2015-03-24 02:29:29 | 政治・経済
 沖縄にある米軍普天間基地の移設をめぐり、辺野古沖でのボーリング調査が進められている。
 昨年の衆院選で沖縄では辺野古への移設反対を主張する候補者がすべての小選挙区で勝利し、また沖縄県知事選でも反対派の翁長氏が勝利するなど、明確に反対の民意が示されているにもかかわらず、政府はごり押しをやめようとしない。
 これに関して質問された菅官房長官は、「法に則ってやっていることだからまったく間違っているとは思わない。粛々と工事を進める」としている。
 法治国家なのだから、法に則って粛々と進める――
 ある人は当然のことと思われるかもしれない。またある人は、疑問はあるがやむをえないことと思うかもしれない。だが――ここで一つ、法治主義ということについて、立ち止まって考えてみたい。

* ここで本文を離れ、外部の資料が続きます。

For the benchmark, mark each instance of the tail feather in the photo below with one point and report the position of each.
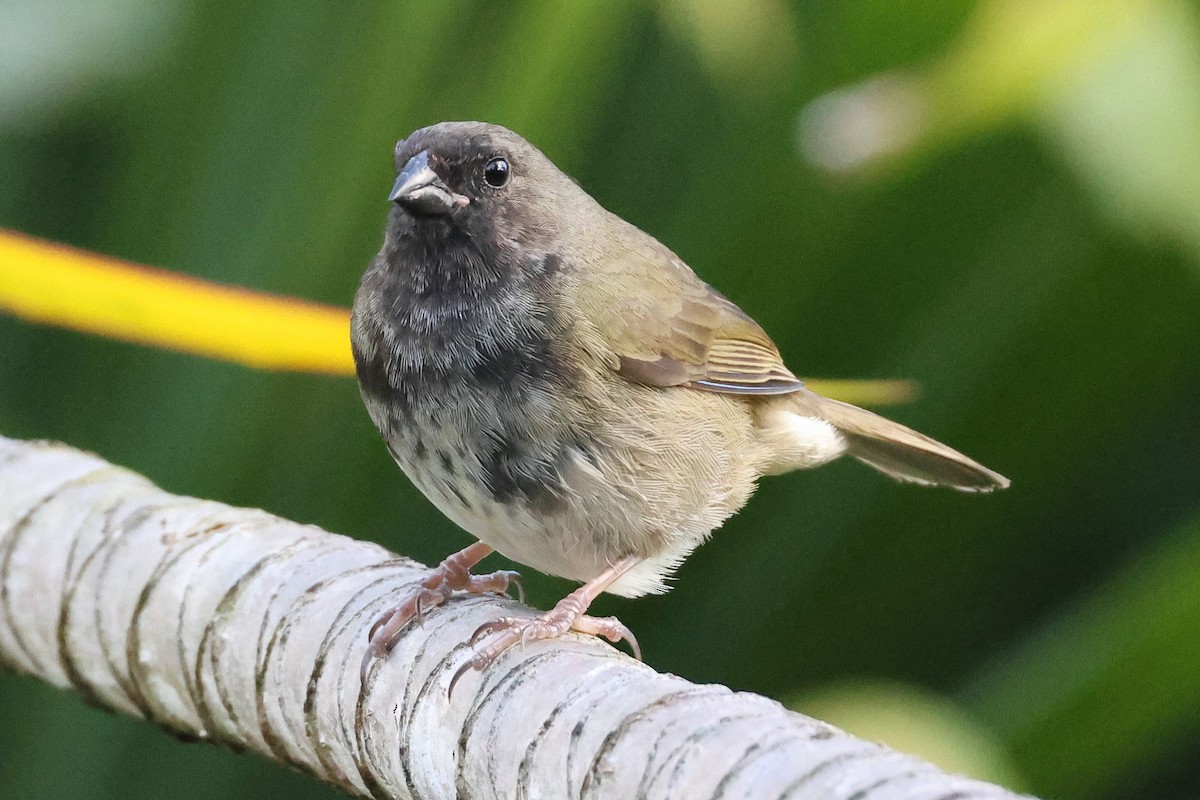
(900, 451)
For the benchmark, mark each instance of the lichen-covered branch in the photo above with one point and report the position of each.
(235, 626)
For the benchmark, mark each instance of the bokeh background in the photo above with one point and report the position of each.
(999, 199)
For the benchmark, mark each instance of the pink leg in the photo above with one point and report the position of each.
(453, 575)
(567, 615)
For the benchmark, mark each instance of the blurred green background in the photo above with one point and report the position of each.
(997, 199)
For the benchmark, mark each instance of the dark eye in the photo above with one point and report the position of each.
(497, 172)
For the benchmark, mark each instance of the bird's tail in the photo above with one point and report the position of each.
(897, 450)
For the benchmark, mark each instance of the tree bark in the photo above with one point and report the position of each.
(238, 627)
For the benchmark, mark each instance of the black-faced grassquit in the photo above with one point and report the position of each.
(567, 390)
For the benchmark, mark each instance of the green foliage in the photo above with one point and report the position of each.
(251, 143)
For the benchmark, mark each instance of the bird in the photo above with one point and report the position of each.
(568, 391)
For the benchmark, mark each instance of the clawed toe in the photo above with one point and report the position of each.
(451, 576)
(514, 630)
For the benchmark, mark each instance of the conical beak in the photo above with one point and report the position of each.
(420, 191)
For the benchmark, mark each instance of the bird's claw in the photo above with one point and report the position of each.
(433, 590)
(513, 630)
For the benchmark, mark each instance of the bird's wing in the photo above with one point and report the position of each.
(671, 329)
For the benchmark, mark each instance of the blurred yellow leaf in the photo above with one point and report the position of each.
(55, 284)
(51, 283)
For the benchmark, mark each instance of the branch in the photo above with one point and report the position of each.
(238, 627)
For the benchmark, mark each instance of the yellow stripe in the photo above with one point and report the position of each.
(55, 284)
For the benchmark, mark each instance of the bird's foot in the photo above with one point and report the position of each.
(567, 615)
(449, 577)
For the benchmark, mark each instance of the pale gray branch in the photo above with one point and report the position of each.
(243, 629)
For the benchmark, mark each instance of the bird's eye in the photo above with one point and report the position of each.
(496, 173)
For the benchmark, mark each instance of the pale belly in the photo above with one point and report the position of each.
(633, 491)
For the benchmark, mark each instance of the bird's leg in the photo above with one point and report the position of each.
(567, 615)
(453, 575)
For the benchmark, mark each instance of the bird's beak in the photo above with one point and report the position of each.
(419, 190)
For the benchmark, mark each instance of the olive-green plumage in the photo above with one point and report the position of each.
(564, 388)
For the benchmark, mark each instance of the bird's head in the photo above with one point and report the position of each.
(480, 180)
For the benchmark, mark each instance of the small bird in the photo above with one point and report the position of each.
(567, 390)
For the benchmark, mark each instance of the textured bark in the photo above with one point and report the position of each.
(234, 626)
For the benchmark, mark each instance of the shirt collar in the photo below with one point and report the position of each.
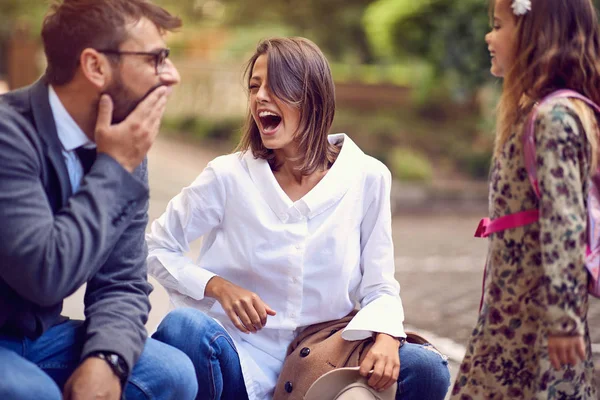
(69, 133)
(334, 185)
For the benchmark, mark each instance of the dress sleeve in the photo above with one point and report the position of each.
(192, 213)
(562, 171)
(378, 293)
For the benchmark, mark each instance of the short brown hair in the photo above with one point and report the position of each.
(72, 26)
(298, 74)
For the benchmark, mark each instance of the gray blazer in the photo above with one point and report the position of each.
(53, 241)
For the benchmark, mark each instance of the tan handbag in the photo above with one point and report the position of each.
(318, 350)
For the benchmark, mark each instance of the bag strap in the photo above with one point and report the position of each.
(529, 136)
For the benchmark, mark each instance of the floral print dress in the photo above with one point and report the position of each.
(536, 281)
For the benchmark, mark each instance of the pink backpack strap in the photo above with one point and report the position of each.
(529, 133)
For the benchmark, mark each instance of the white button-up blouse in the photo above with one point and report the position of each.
(311, 260)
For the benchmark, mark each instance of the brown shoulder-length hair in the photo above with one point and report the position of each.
(299, 75)
(72, 26)
(557, 47)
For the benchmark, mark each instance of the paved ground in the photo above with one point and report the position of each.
(439, 263)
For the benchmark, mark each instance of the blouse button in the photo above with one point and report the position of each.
(304, 352)
(289, 387)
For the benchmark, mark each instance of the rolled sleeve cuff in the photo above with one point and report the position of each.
(193, 281)
(383, 315)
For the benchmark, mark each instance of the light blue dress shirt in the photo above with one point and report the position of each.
(71, 137)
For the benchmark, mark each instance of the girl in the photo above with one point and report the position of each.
(297, 230)
(531, 340)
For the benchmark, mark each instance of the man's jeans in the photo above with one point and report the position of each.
(424, 373)
(38, 369)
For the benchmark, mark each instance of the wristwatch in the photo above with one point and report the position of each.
(116, 363)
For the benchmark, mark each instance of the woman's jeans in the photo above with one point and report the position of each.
(424, 373)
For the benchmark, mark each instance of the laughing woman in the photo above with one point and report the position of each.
(296, 230)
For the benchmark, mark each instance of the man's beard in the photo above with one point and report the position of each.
(124, 101)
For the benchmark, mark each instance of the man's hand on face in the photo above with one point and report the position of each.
(129, 141)
(93, 379)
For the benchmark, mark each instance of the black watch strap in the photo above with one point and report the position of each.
(116, 363)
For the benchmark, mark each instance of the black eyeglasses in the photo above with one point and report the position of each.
(160, 56)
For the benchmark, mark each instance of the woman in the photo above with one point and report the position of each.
(297, 230)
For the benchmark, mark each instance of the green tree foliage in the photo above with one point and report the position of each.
(448, 34)
(334, 24)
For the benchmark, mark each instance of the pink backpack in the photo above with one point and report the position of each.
(487, 226)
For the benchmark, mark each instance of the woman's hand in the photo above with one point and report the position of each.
(383, 359)
(244, 308)
(564, 350)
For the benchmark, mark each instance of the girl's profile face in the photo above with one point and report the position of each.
(501, 40)
(277, 121)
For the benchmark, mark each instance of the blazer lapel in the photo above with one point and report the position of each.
(46, 127)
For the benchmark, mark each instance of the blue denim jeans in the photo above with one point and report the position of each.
(38, 369)
(424, 373)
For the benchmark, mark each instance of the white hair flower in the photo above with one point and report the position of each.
(520, 7)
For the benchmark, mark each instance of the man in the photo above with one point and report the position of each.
(73, 209)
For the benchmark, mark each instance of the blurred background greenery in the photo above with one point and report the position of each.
(412, 77)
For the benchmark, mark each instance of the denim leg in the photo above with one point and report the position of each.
(424, 374)
(58, 351)
(211, 350)
(21, 379)
(162, 373)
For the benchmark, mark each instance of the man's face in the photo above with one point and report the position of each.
(135, 76)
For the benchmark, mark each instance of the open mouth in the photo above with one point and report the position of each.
(269, 121)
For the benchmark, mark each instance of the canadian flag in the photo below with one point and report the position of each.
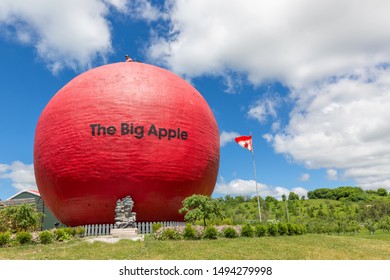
(245, 142)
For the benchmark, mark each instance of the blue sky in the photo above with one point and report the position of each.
(309, 81)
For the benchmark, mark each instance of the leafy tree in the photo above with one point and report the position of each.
(20, 218)
(371, 225)
(382, 192)
(293, 196)
(384, 224)
(201, 207)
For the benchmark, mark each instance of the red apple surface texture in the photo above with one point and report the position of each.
(125, 129)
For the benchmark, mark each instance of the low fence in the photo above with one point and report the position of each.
(143, 228)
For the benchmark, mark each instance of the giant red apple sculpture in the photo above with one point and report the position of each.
(125, 129)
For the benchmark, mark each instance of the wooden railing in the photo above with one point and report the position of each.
(143, 228)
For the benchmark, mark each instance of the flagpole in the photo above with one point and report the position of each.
(254, 172)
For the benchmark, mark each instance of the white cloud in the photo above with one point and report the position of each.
(294, 42)
(248, 187)
(332, 174)
(227, 137)
(65, 34)
(21, 175)
(342, 124)
(264, 109)
(304, 177)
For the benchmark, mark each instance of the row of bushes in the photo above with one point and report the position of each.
(43, 237)
(191, 232)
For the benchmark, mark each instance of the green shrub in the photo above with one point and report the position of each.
(190, 233)
(282, 229)
(46, 237)
(171, 234)
(247, 231)
(230, 233)
(272, 229)
(61, 234)
(70, 231)
(5, 238)
(260, 230)
(80, 231)
(210, 233)
(156, 227)
(23, 237)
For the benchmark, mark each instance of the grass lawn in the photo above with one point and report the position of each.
(305, 247)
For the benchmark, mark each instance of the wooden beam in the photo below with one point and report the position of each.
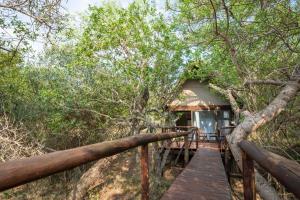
(145, 172)
(17, 172)
(286, 171)
(186, 150)
(248, 177)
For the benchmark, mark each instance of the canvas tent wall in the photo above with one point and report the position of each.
(200, 106)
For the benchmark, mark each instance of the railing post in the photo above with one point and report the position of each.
(145, 172)
(197, 138)
(186, 150)
(248, 177)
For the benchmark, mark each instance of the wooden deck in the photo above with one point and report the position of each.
(179, 145)
(203, 178)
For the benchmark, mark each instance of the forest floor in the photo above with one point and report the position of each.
(122, 181)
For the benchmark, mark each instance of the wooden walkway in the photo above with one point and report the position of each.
(203, 178)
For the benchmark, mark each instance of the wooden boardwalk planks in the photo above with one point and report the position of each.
(203, 178)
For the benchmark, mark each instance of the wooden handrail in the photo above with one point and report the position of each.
(286, 171)
(18, 172)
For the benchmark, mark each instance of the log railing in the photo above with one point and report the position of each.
(286, 171)
(18, 172)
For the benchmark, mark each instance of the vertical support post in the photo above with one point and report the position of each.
(219, 139)
(186, 150)
(197, 139)
(145, 172)
(248, 177)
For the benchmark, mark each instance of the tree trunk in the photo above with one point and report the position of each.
(253, 122)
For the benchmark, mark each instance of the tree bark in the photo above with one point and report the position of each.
(254, 121)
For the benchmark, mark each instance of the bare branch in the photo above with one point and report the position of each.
(265, 82)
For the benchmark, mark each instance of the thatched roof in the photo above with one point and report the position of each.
(197, 96)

 そもそも、法治主義とはなにか。もし手元に高校の「現代社会」の授業で使う資料集のようなものがあったら、そこで「法治主義」という言葉についてどう書いてあるかをみてもらいたい。おそらくどの資料集でも、その危険性を指摘してあることと思う。「法治主義」は、その法の内容を問わない場合、「悪法もまた法なり」ということで抑圧的な政治体制を正当化する危険をはらんでいる……といったようなことが書かれているはずだ。そしておそらく、その例としてナチスドイツが紹介されているだろう。ナチスの時代においては、ユダヤ人を迫害することが法に従うことだったが、「中身がどんなものであろうととにかく法には従わなければならない」という考え方は、ナチスのような無茶苦茶な政権でも容認することにつながりかねないのである。資料集の種類によっては、「法の支配(rule of law)」と「法治主義(rule by law)」を明確に区別し、後者はあまりよろしくないものとして書かれている場合もある。
 あえて挑発的な言い方をすれば、法がすべてではない。
 法律は、間違っているかもしれない。その可能性はつねに考慮されていなければならない。
 たとえば、自民党は憲法を変えようとしている。なぜ変えるのか? それは、彼らが現行の憲法が間違っているか、控えめにいっても不十分だと考えているからだろう。だから、憲法を変えようと主張しているわけだ。つまり、「法律が間違っている」→「だから変えよう」という発想であり、それは「法の中身を問わずに法に従うべき」という意味での「法治主義」に反するものである。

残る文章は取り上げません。